Several big names on the defensive side of the ball also went down with injuries in Week 1. Steelers' safety Troy Polamalu will miss three to six weeks with a torn MCL. The MCL can heal on its own and often does not require surgery. However, the knee is often immobilized to allow for proper healing. While Polamalu's a difference maker in the secondary, Pittsburgh's defense is a solid unit that should still put up points in its safety's absence.
The Bears will be without Brian Urlacher for the remainder of the season after their middle linebacker dislocated the lunate bone in his wrist. In between the lower arm bones (the ulna and radius) and the hand sits the carpus. Made up of eight tiny carpal bones, the carpus allows for the extreme flexibility available at the wrist. The lunate, like its name suggests, is a moon-shaped carpal bone that articulates with the radius of the arm.
Surgeons relocated Urlacher's lunate with surgical pins and will monitor his progression to insure he doesn't develop a condition called Kienbock's disease.
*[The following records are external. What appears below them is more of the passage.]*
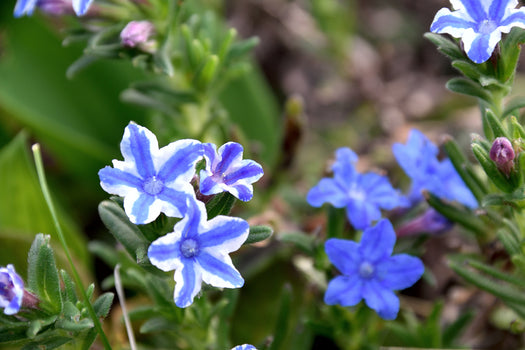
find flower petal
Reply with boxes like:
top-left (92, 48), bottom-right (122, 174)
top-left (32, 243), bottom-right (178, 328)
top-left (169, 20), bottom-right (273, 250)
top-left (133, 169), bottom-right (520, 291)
top-left (430, 8), bottom-right (476, 38)
top-left (324, 238), bottom-right (362, 275)
top-left (199, 215), bottom-right (250, 253)
top-left (120, 123), bottom-right (159, 180)
top-left (376, 254), bottom-right (425, 290)
top-left (306, 178), bottom-right (349, 208)
top-left (155, 139), bottom-right (203, 184)
top-left (363, 280), bottom-right (399, 320)
top-left (359, 219), bottom-right (396, 262)
top-left (148, 230), bottom-right (182, 271)
top-left (324, 274), bottom-right (363, 306)
top-left (213, 142), bottom-right (244, 174)
top-left (174, 259), bottom-right (202, 308)
top-left (14, 0), bottom-right (38, 17)
top-left (197, 248), bottom-right (244, 288)
top-left (73, 0), bottom-right (93, 16)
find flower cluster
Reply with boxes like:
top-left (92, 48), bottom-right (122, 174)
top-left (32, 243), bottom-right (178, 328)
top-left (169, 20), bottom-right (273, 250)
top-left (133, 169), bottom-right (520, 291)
top-left (430, 0), bottom-right (525, 63)
top-left (14, 0), bottom-right (93, 17)
top-left (0, 264), bottom-right (24, 315)
top-left (99, 123), bottom-right (263, 307)
top-left (324, 220), bottom-right (425, 320)
top-left (306, 148), bottom-right (409, 230)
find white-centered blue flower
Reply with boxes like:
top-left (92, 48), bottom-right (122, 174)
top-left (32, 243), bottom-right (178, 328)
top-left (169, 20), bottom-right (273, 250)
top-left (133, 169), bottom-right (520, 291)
top-left (430, 0), bottom-right (525, 63)
top-left (98, 123), bottom-right (202, 224)
top-left (199, 142), bottom-right (263, 202)
top-left (14, 0), bottom-right (93, 17)
top-left (148, 199), bottom-right (250, 307)
top-left (0, 264), bottom-right (24, 315)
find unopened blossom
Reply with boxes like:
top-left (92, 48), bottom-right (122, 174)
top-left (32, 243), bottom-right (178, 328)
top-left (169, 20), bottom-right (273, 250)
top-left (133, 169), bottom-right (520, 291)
top-left (120, 21), bottom-right (155, 47)
top-left (148, 200), bottom-right (250, 308)
top-left (98, 123), bottom-right (202, 224)
top-left (306, 148), bottom-right (409, 230)
top-left (489, 137), bottom-right (516, 176)
top-left (14, 0), bottom-right (93, 17)
top-left (324, 220), bottom-right (425, 320)
top-left (199, 142), bottom-right (264, 201)
top-left (430, 0), bottom-right (525, 63)
top-left (0, 264), bottom-right (24, 315)
top-left (392, 129), bottom-right (478, 208)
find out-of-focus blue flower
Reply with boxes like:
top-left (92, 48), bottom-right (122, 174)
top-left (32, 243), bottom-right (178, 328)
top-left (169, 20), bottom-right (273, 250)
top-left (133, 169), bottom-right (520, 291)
top-left (199, 142), bottom-right (263, 202)
top-left (324, 220), bottom-right (425, 320)
top-left (0, 264), bottom-right (24, 315)
top-left (392, 129), bottom-right (478, 208)
top-left (120, 21), bottom-right (155, 47)
top-left (98, 123), bottom-right (202, 224)
top-left (14, 0), bottom-right (93, 17)
top-left (430, 0), bottom-right (525, 63)
top-left (306, 148), bottom-right (409, 230)
top-left (231, 344), bottom-right (257, 350)
top-left (148, 199), bottom-right (250, 307)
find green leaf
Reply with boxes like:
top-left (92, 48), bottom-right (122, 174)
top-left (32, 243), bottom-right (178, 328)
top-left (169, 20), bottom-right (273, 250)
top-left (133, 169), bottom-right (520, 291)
top-left (27, 233), bottom-right (63, 313)
top-left (423, 33), bottom-right (466, 60)
top-left (98, 200), bottom-right (150, 260)
top-left (446, 78), bottom-right (492, 102)
top-left (206, 192), bottom-right (236, 220)
top-left (243, 226), bottom-right (273, 244)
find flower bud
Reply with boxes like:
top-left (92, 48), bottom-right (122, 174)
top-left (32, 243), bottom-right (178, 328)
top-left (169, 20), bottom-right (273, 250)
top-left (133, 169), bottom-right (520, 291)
top-left (120, 21), bottom-right (155, 47)
top-left (489, 137), bottom-right (516, 176)
top-left (0, 264), bottom-right (24, 315)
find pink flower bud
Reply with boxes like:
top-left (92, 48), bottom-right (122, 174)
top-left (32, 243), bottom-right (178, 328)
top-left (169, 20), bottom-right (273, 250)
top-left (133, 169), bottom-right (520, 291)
top-left (120, 21), bottom-right (155, 47)
top-left (489, 137), bottom-right (516, 176)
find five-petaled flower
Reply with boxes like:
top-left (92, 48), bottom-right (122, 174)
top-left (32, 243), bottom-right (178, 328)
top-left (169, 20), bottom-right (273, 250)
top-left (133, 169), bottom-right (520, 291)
top-left (306, 148), bottom-right (409, 230)
top-left (14, 0), bottom-right (93, 17)
top-left (430, 0), bottom-right (525, 63)
top-left (0, 264), bottom-right (24, 315)
top-left (98, 123), bottom-right (202, 224)
top-left (392, 129), bottom-right (478, 208)
top-left (199, 142), bottom-right (263, 201)
top-left (148, 199), bottom-right (250, 307)
top-left (324, 220), bottom-right (425, 320)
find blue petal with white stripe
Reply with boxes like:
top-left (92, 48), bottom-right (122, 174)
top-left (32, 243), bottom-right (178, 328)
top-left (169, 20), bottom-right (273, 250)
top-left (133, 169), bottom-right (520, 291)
top-left (430, 0), bottom-right (525, 63)
top-left (98, 123), bottom-right (203, 224)
top-left (200, 142), bottom-right (264, 202)
top-left (148, 199), bottom-right (250, 308)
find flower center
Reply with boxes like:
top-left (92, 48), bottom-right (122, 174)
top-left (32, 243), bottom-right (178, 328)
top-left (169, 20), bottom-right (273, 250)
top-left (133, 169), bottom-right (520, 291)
top-left (143, 176), bottom-right (164, 196)
top-left (478, 19), bottom-right (498, 34)
top-left (180, 238), bottom-right (199, 258)
top-left (359, 261), bottom-right (375, 279)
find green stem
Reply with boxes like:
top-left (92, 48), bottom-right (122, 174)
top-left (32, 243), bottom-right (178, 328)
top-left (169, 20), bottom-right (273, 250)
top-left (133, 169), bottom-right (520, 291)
top-left (32, 143), bottom-right (111, 350)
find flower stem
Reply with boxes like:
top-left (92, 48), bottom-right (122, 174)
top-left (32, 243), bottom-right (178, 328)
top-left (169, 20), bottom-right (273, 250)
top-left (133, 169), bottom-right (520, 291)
top-left (32, 143), bottom-right (111, 350)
Kienbock's occurs when the lunate bone is damaged and the blood supply compromised. Without proper blood flow, the bone tissue suffers from avascular necrosis (bone tissue death).
Because of the completexity of the injury and the problems that can arise during recovery, Urlacher is done for the season. Chicago will attempt to fill the void with a free agent signing like Derrick Brooks or Zach Thomas, but the fantasy value of the Bears defensive likely takes a hit.